方竹兰:从赶超型创新到原始型创新,体制变革是关键

现实的困境在于,客观上我们在本国进行后端和相对低端的赶超型创新,是在发达国家直觉突破式创新启动和和完成后。但是我们主观上往往把现在中国正在进行的赶超型创新当成了原始型创新,从而忽视了深化改革的必要性。

来源:视觉中国

中国的创新过程有显著的逆创新特点,目前正在经历从赶超型创新向原始型创新过渡。实现原始型创新需要不同于赶超型创新的体制环境,需要主动地进行有益于原始型创新体制的建设,中国原始型创新才能进行,才能成功。

一、中国逆创新特征

全球原始型创新的基本流程是什么样的?从全球创新的结构关系和动态过程看,原始型创新的基本流程是:直觉突破式创新-解释规划式创新-逻辑推理式创新-推广扩散式创新,该流程如图1-1所示。原始型创新的起始阶段一定是直觉突破式创新。

图1-1 原始型创新的基本流程

直觉突破式创新是原始型创新的第一阶段——创新型人力资本所有者充分认识自己先天遗传的天赋特长、个性本能,通过家庭和社会培养形成兴趣爱好,在追求兴趣爱好过程中具有持续探索的激情与冲动,逐渐形成非凡的想象预见,顿悟生成超常的创意灵感,为下一步无中生有地生产出未来产品或服务提供愿景。

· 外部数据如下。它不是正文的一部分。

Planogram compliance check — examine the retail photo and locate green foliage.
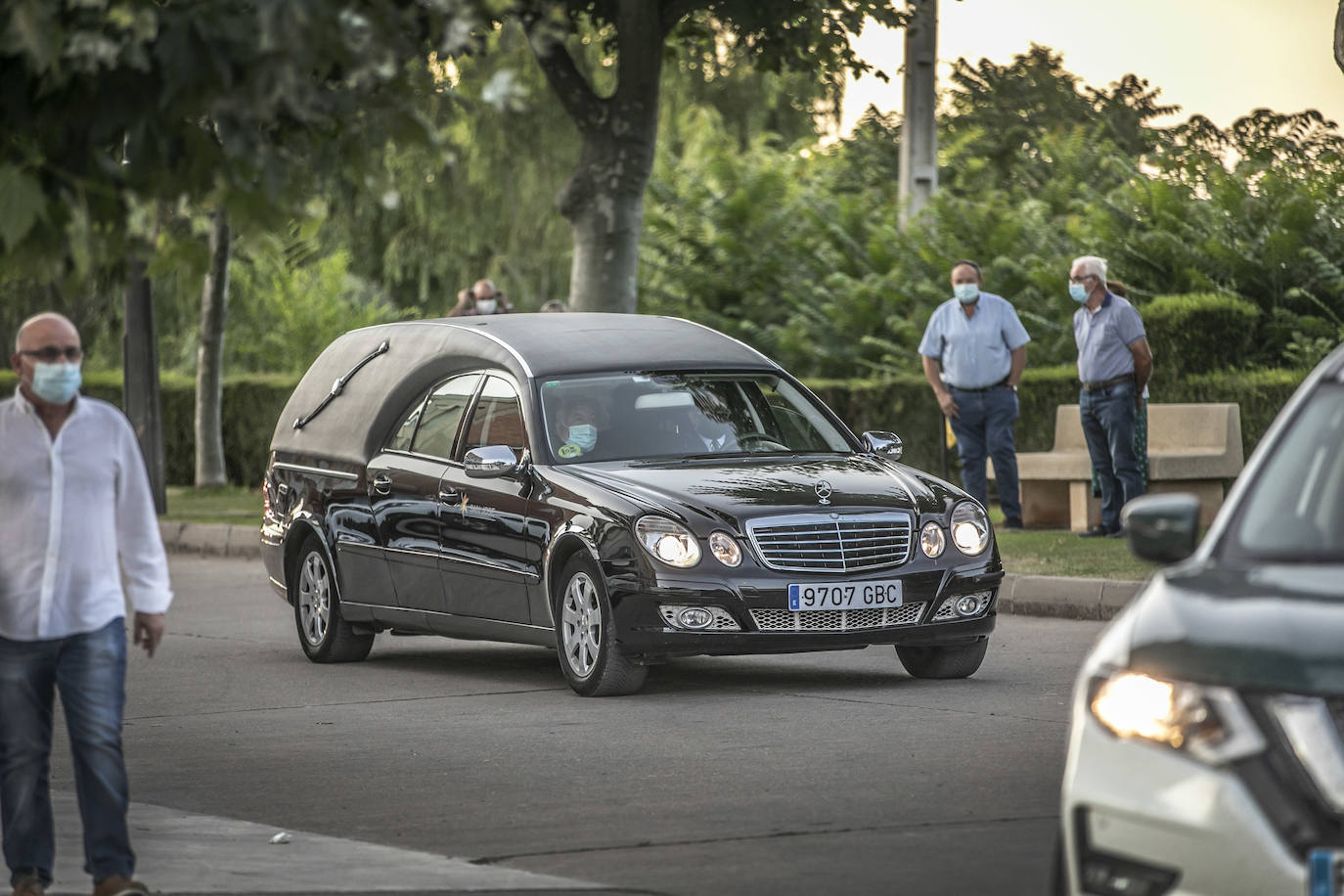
[1142,292,1259,382]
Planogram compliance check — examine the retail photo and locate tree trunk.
[560,124,656,313]
[197,211,233,489]
[1334,0,1344,71]
[532,0,675,313]
[121,259,168,514]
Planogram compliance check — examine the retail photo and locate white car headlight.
[635,515,700,569]
[952,501,989,558]
[1088,670,1265,764]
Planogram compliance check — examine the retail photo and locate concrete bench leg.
[1068,479,1100,532]
[1018,479,1068,529]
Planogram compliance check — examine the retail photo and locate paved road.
[44,558,1099,896]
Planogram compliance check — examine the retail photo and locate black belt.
[948,377,1008,392]
[1082,374,1135,392]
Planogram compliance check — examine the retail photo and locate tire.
[555,554,650,697]
[289,536,374,662]
[896,638,989,679]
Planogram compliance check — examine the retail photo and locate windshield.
[542,374,852,464]
[1232,384,1344,562]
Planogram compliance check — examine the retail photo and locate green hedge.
[0,371,299,486]
[1143,292,1259,377]
[808,364,1308,472]
[0,366,1307,486]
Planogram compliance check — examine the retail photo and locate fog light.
[1082,853,1176,896]
[676,607,714,629]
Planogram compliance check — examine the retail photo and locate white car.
[1055,346,1344,896]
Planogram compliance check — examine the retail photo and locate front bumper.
[607,561,1004,661]
[1060,709,1307,896]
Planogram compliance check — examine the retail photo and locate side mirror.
[463,445,521,479]
[1120,494,1199,562]
[863,429,906,461]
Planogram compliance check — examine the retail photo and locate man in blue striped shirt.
[919,260,1031,529]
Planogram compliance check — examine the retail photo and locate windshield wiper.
[294,338,387,429]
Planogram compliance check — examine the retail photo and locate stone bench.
[988,404,1243,532]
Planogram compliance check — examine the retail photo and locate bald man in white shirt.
[0,313,172,896]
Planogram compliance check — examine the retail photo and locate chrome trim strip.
[336,541,542,582]
[270,461,359,482]
[441,321,532,379]
[439,554,542,580]
[341,601,555,637]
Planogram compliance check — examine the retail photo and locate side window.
[405,374,481,458]
[459,377,527,458]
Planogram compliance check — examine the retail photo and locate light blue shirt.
[919,291,1031,388]
[1074,292,1146,382]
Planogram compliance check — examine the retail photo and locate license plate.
[1307,849,1344,896]
[789,579,901,612]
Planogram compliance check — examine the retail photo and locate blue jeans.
[1078,382,1143,532]
[948,387,1021,522]
[0,618,136,885]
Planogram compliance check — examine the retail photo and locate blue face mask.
[952,284,980,305]
[32,361,80,404]
[570,424,597,451]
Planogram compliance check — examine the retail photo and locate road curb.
[158,519,1143,619]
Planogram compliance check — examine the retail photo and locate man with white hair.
[0,312,172,896]
[1068,255,1153,537]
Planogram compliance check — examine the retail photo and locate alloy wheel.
[298,551,332,648]
[560,572,603,679]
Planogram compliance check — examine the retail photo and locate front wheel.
[289,537,374,662]
[555,554,650,697]
[896,638,989,679]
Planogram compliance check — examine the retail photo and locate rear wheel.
[555,554,650,697]
[896,638,989,679]
[289,536,374,662]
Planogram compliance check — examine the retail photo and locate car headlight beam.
[952,501,989,558]
[1089,670,1265,764]
[635,515,700,569]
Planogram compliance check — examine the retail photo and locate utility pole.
[899,0,938,227]
[121,260,168,515]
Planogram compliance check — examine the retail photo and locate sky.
[840,0,1344,133]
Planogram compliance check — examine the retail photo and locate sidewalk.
[158,519,1143,619]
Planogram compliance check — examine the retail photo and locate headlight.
[709,532,741,567]
[919,521,948,558]
[952,501,989,558]
[1089,670,1265,764]
[635,515,700,569]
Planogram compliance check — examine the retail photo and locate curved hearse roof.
[270,312,774,464]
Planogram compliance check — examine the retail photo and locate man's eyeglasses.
[19,345,83,364]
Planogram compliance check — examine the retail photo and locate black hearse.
[262,313,1003,695]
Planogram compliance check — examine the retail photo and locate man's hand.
[938,392,961,419]
[133,611,164,657]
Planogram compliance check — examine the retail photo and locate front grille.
[747,514,912,572]
[751,602,924,631]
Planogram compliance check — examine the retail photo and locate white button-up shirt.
[0,391,172,641]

原始型创新的第二阶段是解释规划式创新。由于直觉突破式创新阶段的灵感创意的想象性、预测性特征,创新目标相对是模糊的,初步的甚至是猜测的。因此需要有一个解释规划的阶段才能逐步明确化。解释规划式创新就是把直觉创意在讨论对话中、在辩论质疑中、在唇枪舌剑中、在沟通对话中、在妥协包容中解释、修正、清晰、完善、提升、设计,成为可以进行逻辑推理式创新的具体项目或具体产品。更重要的是,解释规划式创新进一步深化和扩展在直觉突破式创新阶段提出的创意,赋予更多层面、更广范围的创新价值。也就是说,解释规划式创新的功能不仅是就解释而解释,而是解释中优化和具化直觉突破式创新。直觉规划式创新只有经过解释规划式创新,才能以更完善、更优化、更清晰的、更明确的项目进入具体可操作的逻辑推理式创新阶段。

原始型创新的第三步是逻辑推理式创新。解释规划式创新阶段的成果,虽然已经将直觉突破式创新阶段的创意灵感具化为某一项新型产品或服务的设计,但是如何能够在实践中把新产品和新服务实现,需要无数次的实验和失败,从明确是什么到如何做,的确是原始型创新的两个不同阶段,从某种意义上说,原始型创新只有进入逻辑推理式创新阶段才真正落地,在具体的生产过程中,通过不断的实验,无数次的失败寻找到科学的生产原料、生产工艺、生产设备、生产方法,通过具体的操作生产出原始型创新的产品与服务,原始型创新不仅需要无中生有的创意灵感,也需要专注严谨的能工巧匠,品牌是经年累月的打磨,这就是逻辑推理式创新阶段的重要价值。

推广扩散式创新是原始型创新的第四个阶段:经过直觉突破式创新、解释规划式创新和逻辑推理式创新,原始型创新的产品或服务已经成型——或者是生产出产品,或者是产生新的服务模式。如何将已经成型的产品或服务进行推广,这就需要推广扩散式创新。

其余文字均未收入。